With the participation of five women in the public eye, the Center for Countering Digital Hate (CCDH) has exposed an “epidemic of misogynist abuse” sent via Instagram Direct Messages (DMs), 90% of which is ignored by the platform despite being reported to moderators.
The women who participated in the Hidden Hate study, to be published on Wednesday, are:
- Amber Heard, actor and UN Human Rights Champion
- Rachel Riley, broadcaster and CCDH ambassador
- Jamie Klingler, co-founder of Reclaim These Streets
- Bryony Gordon, award-winning journalist and mental health campaigner
- Sharan Dhaliwal, founder of UK South Asian culture magazine Burnt Roti
Working with access to participants’ DMs, researchers logged abuse sent by 253 accounts and reported them using the Instagram app or website. An audit of abusive accounts revealed that 227 remained active at least a month after these reports were filed, representing Instagram’s failure to act on 89.5% of reports sent to its moderators.

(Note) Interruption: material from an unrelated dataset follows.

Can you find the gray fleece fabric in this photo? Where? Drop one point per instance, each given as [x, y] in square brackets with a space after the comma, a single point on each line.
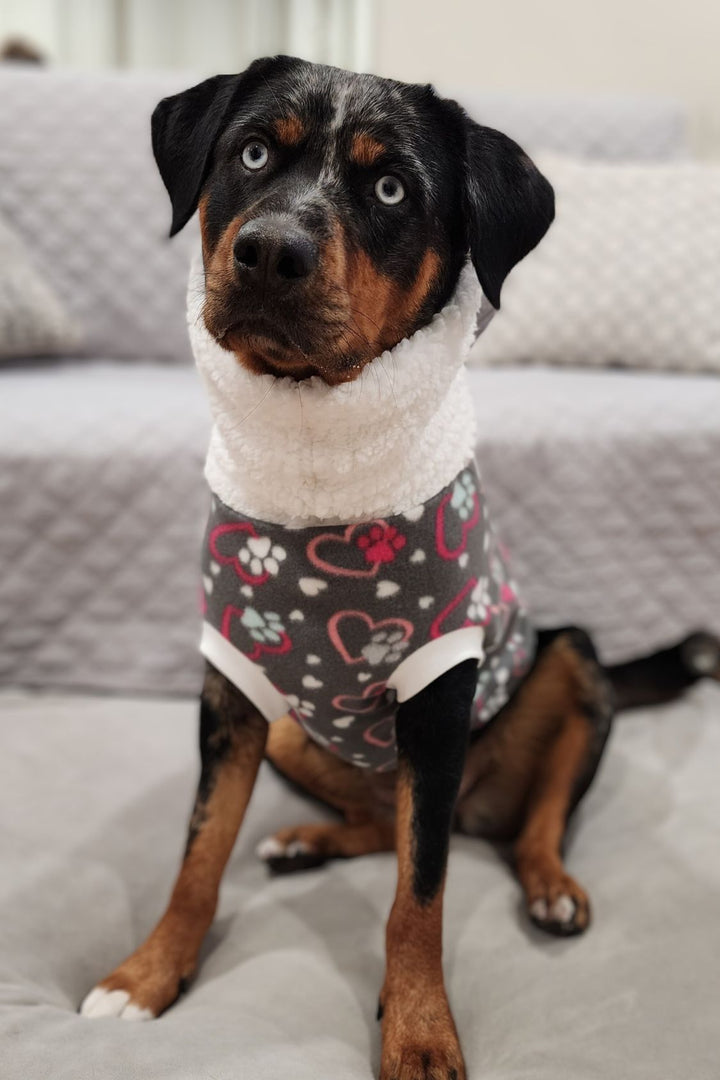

This finding is particularly concerning given that CCDH’s research suggests half of abusive users go on to send further abusive messages when platforms fail to remove them.
Instagram also allowed 9 in 10 abusers who sent violent threats to our participants to remain online, even after they were reported to Instagram using the platform’s own tools.
Researchers identified a number of systematic problems in Instagram’s DM function that seriously undermine users’ safety:
- Users are unable to report any abusive voice notes that accounts have sent via DM
- In order to report messages sent in “vanish mode”, users are forced to view them
- Instagram’s “hidden words” feature is ineffective at hiding abuse from users
- Users can face difficulties downloading evidence of abusive messages
CCDH performed a separate data analysis of 8,717 total DMs, retrieved by data download. (Amber Heard and Bryony Gordon were unable to retrieve full data downloads)
It shows that one in every 15 DMs (6.67%) broke Instagram’s rules on abuse and harassment:
- Researchers recorded 125 separate examples of image-based sexual abuse
- Instagram failed to act on every single example of image-based sexual abuse 48 hours after the abuse was reported to the platform
- Among the sample of DMs, one in seven voice notes sent to women were abusive
- Instagram allows strangers to place voice calls to women they don’t know.
Women have long spoken of misogynist abuse sent to them on Instagram’s Direct Messages. Harassment, violent threats and image-based sexual abuse can be sent by strangers—at any time and in large volumes—directly into users’ DMs without consent.
Instagram’s policies promise to act on hate speech, including misogyny, homophobia and racism, nudity or sexual activity, graphic violence, threats of violence. The platform has acknowledged that “seeing abusive DMs in the first place takes a toll,” and in February 2021, Instagram announced new measures aimed at “removing the accounts of people who send abusive messages”.
Instagram has previously acknowledged that the “requests” inbox reserved for DMs from strangers “is where people usually receive abusive messages.” As well as promising to filter these messages, the platform has promised to act on reports of abuse.
But CCDH’s new research finds that Instagram systematically fails to remove accounts which violate its rules.
Imran Ahmed, Chief Executive of the Center for Countering Digital Hate (CCDH), said:
“Digital spaces provide increasingly important ways to maintain relationships, communicate and build personal brands. For women, however, the cost of admission to social media is misogynist abuse and threats sent by abusers with impunity.
“Instagram has chosen to side with abusers by negligently creating a culture in which abusers expect no consequences—denying women dignity and their ability to use digital spaces without harassment.
“There is an epidemic of misogynist abuse taking place in women’s DMs. Meta and Instagram must put the rights of women before profit.”
Rachel Riley said:
“For women in the public eye, receiving a constant stream of rude, inappropriate and even abusive messages to your DMs is unfortunately inevitable, and the fact that this happens away from public view makes it all the more intrusive.
“It worries me that younger and more vulnerable women and girls can be exposed to huge amounts of abuse without anyone knowing.